Politicians of both parties have tended to bemoan the decline in manufacturing employment, treating it as a sign of failure. This observation itself is questionable, as a dollar earned designing software is just as valuable as a dollar earned in manufacturing, but the worst part of the conversation has been the blame game and the trade war it threatens. Listen to either party, and the entire swing is attributable to the evil actions of the currency-manipulating Chinese, who have apparently been running an organized-crime syndicate specializing in job theft.

To be sure, low-wage and labor-intensive manufacturing activities such as product assembly have shifted to China over the past few decades. Chinese workers were so numerous and so cheap that it was impossible for labor-intensive U.S. firms to compete. The latest research, however, suggests that the shift toward China is likely to be a much smaller story in the future.

While it is true that wages in China are still lower than those in the U.S., they are rising quickly. The nearby chart shows the average urban wage in China, as calculated in a recent article by Hongbin Li, Lei Li, Binzhen Wu, and Yanyan Xiong in the Journal of Economic Perspectives. In 1978, a typical Chinese manufacturing worker made $1,004 in inflation-adjusted dollars— a number that barely budged for almost 20 years. In 2010, he made $5,287. Although Chinese compensation would still look paltry to most American workers, it is much more costly to employ a Chinese worker today than it was in 1998—about five times as expensive.
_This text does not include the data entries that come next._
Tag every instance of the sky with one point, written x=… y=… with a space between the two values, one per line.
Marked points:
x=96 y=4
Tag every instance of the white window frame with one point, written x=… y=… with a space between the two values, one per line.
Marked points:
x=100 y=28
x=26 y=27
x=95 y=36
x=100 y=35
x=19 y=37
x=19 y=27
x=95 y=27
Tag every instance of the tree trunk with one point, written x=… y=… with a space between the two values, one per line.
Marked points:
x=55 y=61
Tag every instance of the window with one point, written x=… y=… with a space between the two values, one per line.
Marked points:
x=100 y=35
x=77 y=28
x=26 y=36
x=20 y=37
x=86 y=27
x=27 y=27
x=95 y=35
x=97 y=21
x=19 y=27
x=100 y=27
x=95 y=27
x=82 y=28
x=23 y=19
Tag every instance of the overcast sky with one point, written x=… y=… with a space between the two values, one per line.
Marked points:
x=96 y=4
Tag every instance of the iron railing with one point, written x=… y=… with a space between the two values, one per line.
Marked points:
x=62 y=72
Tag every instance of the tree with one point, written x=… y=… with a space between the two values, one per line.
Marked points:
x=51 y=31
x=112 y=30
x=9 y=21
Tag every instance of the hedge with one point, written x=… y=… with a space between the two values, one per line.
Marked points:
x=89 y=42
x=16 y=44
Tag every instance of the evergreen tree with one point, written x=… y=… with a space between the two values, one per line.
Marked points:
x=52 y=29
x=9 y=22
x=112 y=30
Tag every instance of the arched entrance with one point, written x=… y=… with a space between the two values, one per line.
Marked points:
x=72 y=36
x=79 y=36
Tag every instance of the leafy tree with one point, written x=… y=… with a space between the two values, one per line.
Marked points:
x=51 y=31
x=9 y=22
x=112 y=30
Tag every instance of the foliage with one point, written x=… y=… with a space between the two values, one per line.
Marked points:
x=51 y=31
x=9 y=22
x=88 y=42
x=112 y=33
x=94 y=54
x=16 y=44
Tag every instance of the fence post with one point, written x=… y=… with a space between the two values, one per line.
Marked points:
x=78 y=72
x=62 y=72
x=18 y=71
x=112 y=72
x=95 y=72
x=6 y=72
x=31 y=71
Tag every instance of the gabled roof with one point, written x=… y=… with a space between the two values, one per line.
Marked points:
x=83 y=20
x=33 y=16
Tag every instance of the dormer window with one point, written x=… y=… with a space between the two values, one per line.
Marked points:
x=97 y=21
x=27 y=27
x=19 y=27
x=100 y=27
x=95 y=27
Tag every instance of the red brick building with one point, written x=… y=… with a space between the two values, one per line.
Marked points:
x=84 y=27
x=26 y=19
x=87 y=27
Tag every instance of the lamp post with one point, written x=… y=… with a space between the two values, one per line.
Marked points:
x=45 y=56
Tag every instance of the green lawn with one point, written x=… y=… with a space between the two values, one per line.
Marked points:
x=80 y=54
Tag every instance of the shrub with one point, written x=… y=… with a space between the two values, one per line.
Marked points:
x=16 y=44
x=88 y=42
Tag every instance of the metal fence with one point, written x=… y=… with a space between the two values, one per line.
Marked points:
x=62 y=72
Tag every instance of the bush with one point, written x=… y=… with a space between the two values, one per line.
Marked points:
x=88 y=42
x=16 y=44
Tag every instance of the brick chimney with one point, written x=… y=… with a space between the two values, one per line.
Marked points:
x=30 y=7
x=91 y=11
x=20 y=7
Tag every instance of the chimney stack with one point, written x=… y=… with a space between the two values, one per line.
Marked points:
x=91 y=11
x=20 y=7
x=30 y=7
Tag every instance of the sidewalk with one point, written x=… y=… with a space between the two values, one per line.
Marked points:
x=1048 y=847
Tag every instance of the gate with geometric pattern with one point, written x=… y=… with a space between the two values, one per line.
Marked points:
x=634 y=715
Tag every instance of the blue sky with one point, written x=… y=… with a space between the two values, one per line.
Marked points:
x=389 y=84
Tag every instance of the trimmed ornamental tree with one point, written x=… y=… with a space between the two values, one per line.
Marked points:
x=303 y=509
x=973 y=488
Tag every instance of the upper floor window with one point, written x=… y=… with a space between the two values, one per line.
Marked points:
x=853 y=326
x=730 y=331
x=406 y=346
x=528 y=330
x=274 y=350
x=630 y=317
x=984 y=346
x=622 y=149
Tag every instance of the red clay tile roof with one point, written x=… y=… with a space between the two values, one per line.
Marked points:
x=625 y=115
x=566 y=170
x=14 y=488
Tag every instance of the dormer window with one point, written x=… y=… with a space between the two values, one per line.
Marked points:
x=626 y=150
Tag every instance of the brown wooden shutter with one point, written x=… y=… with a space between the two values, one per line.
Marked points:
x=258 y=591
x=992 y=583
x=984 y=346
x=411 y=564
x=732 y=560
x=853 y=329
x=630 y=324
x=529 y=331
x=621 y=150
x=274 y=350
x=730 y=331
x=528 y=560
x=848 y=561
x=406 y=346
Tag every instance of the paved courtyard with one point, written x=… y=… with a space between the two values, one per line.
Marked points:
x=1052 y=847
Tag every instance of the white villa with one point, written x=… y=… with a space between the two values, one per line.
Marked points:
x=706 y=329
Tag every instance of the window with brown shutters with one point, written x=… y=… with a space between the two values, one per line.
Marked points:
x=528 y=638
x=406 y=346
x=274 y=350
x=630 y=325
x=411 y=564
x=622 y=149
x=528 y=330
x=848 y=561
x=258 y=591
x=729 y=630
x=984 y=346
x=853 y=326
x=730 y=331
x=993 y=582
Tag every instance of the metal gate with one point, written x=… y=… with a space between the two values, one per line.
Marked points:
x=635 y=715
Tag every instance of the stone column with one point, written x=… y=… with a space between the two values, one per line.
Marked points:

This shift will affect the flow of manufacturing jobs for two main reasons. First, while Chinese labor is still cheaper than U.S. labor, the gap is closing rapidly and will continue to close. A manufacturer planning a new plant will have to factor future wages over the life of the plant into his calculus, and the U.S. will look increasingly attractive by that measure. Second, because of the recent sharp increase, Chinese wages are much higher than wages in countries such as Indonesia and Thailand. To the extent that labor-intensive U.S. activity is displaced by foreign production, it is much less likely that China will be seen as the culprit.